配置java环境参考琼杰笔记文档:Linux安装Tomcat服务器和部署Web应用 

设置JAVA_HOME变量:

[root@centos01 profile.d]# cat /etc/profile.d/java.sh 
export JAVA_HOME=/usr/java/jdk1.8.0_191-amd64

二、创建运行Hadoop进程的用户和相关目录

1.创建用户和组

处于安全等目的,通常需要用特定的用户来运行hadoop不同的守护进程,例如,以hadoop为组,分别用三个用户yarn, hdfs和mapred来运行相应的进程。

[root@centos01 ~]# groupadd hadoop
[root@centos01 ~]# useradd -g hadoop yarn
[root@centos01 ~]# useradd -g hadoop hdfs
[root@centos01 ~]# useradd -g hadoop mapred

2.创建数据和日志目录

Hadoop需要不同权限的数据和日志目录,这里以/data/hadoop/hdfs为hdfs数据存储目录。

[root@centos01 ~]# mkdir -pv /data/hadoop/hdfs/{nn,snn,dn}
[root@centos01 ~]# chown -R hdfs:hadoop /data/hadoop/hdfs/

然后,在hadoop的安装目录中创建logs目录,并修改hadoop所有文件属主和属组:

root@centos01 ~]# cd /bdapps/hadoop
[root@centos01 hadoop]# mkdir logs
[root@centos01 hadoop]# chmod g+w logs
[root@centos01 hadoop]# chown -R yarn:hadoop ./*

三、配置Hadoop

1.编辑配置文件etc/hadoop/core-site.xml

core-site.xml全局配置文件包含了NameNode主机地址以及其监听RPC端口等信息,对于伪分布式模型的安装来说,其主机地址为localhost,NameNode默认使用的RPC端口为8020,其简要的配置内容如下所示:

<configuration>
    <property>
        <name>fs.default.name</name>
        <value>hdfs://localhost:8020</value>
        <final>true</final>
    </property>
</configuration>

2.编辑配置文件etc/hadoop/hdfs-site.xml

hdfs-site.xml主要用于配置HDFS相关的属性,例如复制因子(即数据块的副本数)、NN和DN用于存储数据的目录等。
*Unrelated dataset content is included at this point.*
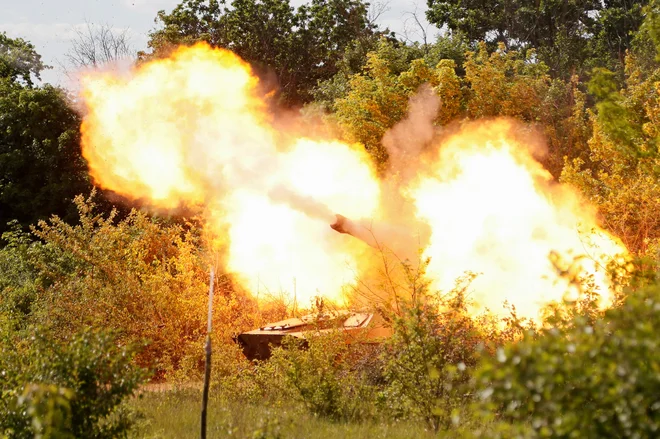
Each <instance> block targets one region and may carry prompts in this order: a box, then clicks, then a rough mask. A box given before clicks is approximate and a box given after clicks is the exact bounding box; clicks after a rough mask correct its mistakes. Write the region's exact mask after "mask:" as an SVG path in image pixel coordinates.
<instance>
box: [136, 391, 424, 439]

数据块的副本数对于伪分布式Hadoop应该为1,而NN和DN用于存储的数据的目录伪前面步骤中专门为其创建的路径。另外,前面步骤中也为SNN创建了相关的目录,这里也一并配置其为启动状态。

<configuration>
    <property>
        <name>dfs.replication</name>
        <value>1</value>
    </property>
    <property>
        <name>dfs.namenode.name.dir</name>
        <value>file:///data/hadoop/hdfs/nn</value>
    </property>
    <property>
        <name>dfs.datanode.data.dir</name>
        <value>file:///data/hadoop/hdfs/dn</value>
    </property>
    <property>
        <name>fs.checkpoint.dir</name>
        <value>file:///data/hadoop/hdfs/snn</value>
    </property>
    <property>
        <name>fs.checkpoint.edits.dir</name>
        <value>file:///data/hadoop/hdfs/snn</value>
    </property>
</configuration>

3.编辑配置文件etc/hadoop/mapred-site.xml

mapred-site.xml文件用于配置集群的MapReduce framword, 此处应该指定使用yarn,另外的可用值还有local和classic。mapred-site.xml默认不存在,但有模块文件mapred-site.xml.template,只需要将其复制mapred-site.xml即可。

[root@centos01 hadoop]# cp mapred-site.xml.template mapred-site.xml

配置mapred-site.xml

<configuration>
    <property>
        <name>mapreduce.framework.name</name>
        <value>yarn</value>
    </property>
</configuration>

4.编辑配置文件etc/hadoop/yarn-site.xml

yarn-site.xml用于配置YARN进程及YARN的相关属性。首先需要指定ResourceManager守护进程的主机和监听的端口,对于伪分布式模型来说,其主机为localhost,默认端口为8032,;其次需要指定ResourceManager使用的scheduler,以及NodeManager的辅助服务。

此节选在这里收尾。